Tell me if you find any errors in the synonym file -- it wouldn't surprise me if there are a few, and I'd rather catch them now than later. (Although fixing the occasional problem in the new system won't be hard.) In the meantime, I'm continuing to plug away, and improve the data as much as I can in the relatively little time we have left before the new system goes live...

  • 1
My wife and I got our AoA's, Silver Crescents, Keystones and Pelicans on the same days. :) Can you tell we work a lot together? :)
-- Dagonell

Heh -- yeah, there are a few cases of that. And it's one of the reasons I have to hand-edit the results: one of the more common errors is the system getting husbands and wives mixed up with each other. (Which I believe indicates a bug in the edit-distance system, but that's a separate matter.)

You're an impressively extreme case, though -- not sure I know anybody else with *four* parallel awards like that...

Brace yourself. I just checked the OP. It's actually six out of seven. Pelican, Keystone, Sycamore, Silver Crescent, AoA and VOID. The only award we didn't get simultaneously was the Millrind.

Wow. That has to be some sort of record...

If so, it squeaks. Checking the AE OP, I found Cygnus and Dorinda have 5 together, however, 2 of those are Duke/Duchess, Count/Countess. This seems like something your system should be able to check. See what you can find in the East OP.

Should be much easier in the new system, which is a proper MySQL database instead of flat files...

Have you thought much about the next steps?

Meaning, assuming the OP Database is perfect, we would then want to use it for recommendations, allowing people to choose from the accurate, properly spelled name. And let them know what the person already has so they don't recommend them for an award they can't have.

Or building a polling engine that lets people who are members of an order in the OP Database access it. So immediately upon getting an award you have the systems access that should be associated with it.

Of course that has the prerequisite of creating accounts that map to personas in the OP Database. So Omega has a login id and password that does not change even when his name changes, but his OP, of course, stays the same through it all...

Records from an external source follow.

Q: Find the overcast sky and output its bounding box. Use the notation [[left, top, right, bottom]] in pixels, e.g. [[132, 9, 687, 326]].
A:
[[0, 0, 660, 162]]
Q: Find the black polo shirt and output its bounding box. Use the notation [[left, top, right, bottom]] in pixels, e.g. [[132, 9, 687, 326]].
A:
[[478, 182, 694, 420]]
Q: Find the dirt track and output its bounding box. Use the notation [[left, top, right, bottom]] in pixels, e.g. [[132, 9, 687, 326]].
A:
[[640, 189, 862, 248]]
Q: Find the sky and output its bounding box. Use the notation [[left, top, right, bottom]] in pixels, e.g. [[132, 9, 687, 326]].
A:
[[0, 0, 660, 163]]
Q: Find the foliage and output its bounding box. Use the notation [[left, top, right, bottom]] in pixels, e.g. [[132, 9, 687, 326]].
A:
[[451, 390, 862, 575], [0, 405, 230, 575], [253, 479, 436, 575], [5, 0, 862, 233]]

Well, keep in mind that we aren't building the new database from scratch. We're basically starting with a (rather good) system that was developed for Atlantia some years ago, stripping off the Kingdom-specific stuff, and getting it working here.

So yes, those are all good ideas, and I'd encourage them to be gradually added. And the key concepts do exist -- in particular, the system *does* have a concept of account/person matching. In fact, I believe it has a Polling Order Forums mechanism of some sort built in, although that has enough problems with porting that we're simply disabling it for the time being.

(It's also designed to run the Heralds, the Scribes, and the University: it is *quite* a substantial piece of code.)

But for now, we're just worrying about getting the OP part up and running. In the medium term, once things are stable, I may encourage the creation of a team to take this big chunk of open-source PHP, regularize and modularize it, and really make it sing for our needs...

Cool. Still seems like a lot of refining to go, though.

There is, yes, although at some point I'm going to have to declare diminishing returns. Of course, the new system should be *vastly* better for making individual ad-hoc fixes, so the manual changes are best done after the port anyway. I'm mostly focused on doing as much data-mining as I can while it's all in RAM, within the limited schedule available...

I got my first kingdom-level award (that I recall, anyway; possibly I should check the alphabetical listing to see if any of my real persona names ever showed up) nearly 30 years into my presence in the SCA, and one of the reports gives the wrong spelling of my shire?

Also, it looks like my wife's listing got mixed up with someone else; I'll check with her when we get a moment.

I got my first kingdom-level award (that I recall, anyway; possibly I should check the alphabetical listing to see if any of my real persona names ever showed up) nearly 30 years into my presence in the SCA, and one of the reports gives the wrong spelling of my shire?

Yeah, that sort of thing is very common, and is why this has been so challenging. In particular, the data in the Court Reports is *extremely* dirty, because they were typically written by heralds working from poor information.

Also, it looks like my wife's listing got mixed up with someone else; I'll check with her when we get a moment.

Cool; thanks. Whether it's more appropriate to fix now or later depends on the nature of the problem...

Um, yeah. I was worried because it looked like someone else's identity was mixed into the report, and so the other person might be stranded (data-wise) also. The date is right (4 Feb 2012), and Kristin's AoA was awarded under the name of "Melusine of Quintavia."

... Kristin is Melusine of Quintavia? I'm amused - I found that particular data bug last week, and fixed it this morning...

I think it's going to end up being "Merlusine" in the end, because she couldn't find any record of "Melusine" other than the mythological one. The more interesting heraldic challenge is trying to keep her arms from looking too much like the Starbucks logo.

I don't have that problem, because I've kept the "Sojourner" nickname through my various persona changes, and it's what Katherine used on my AoA scroll.

I have nothing like enough programming chops to understand this on a technical level, but as a data-geek with librarian and herald sub-fields I read it all the way through and found it really cool.

  • 1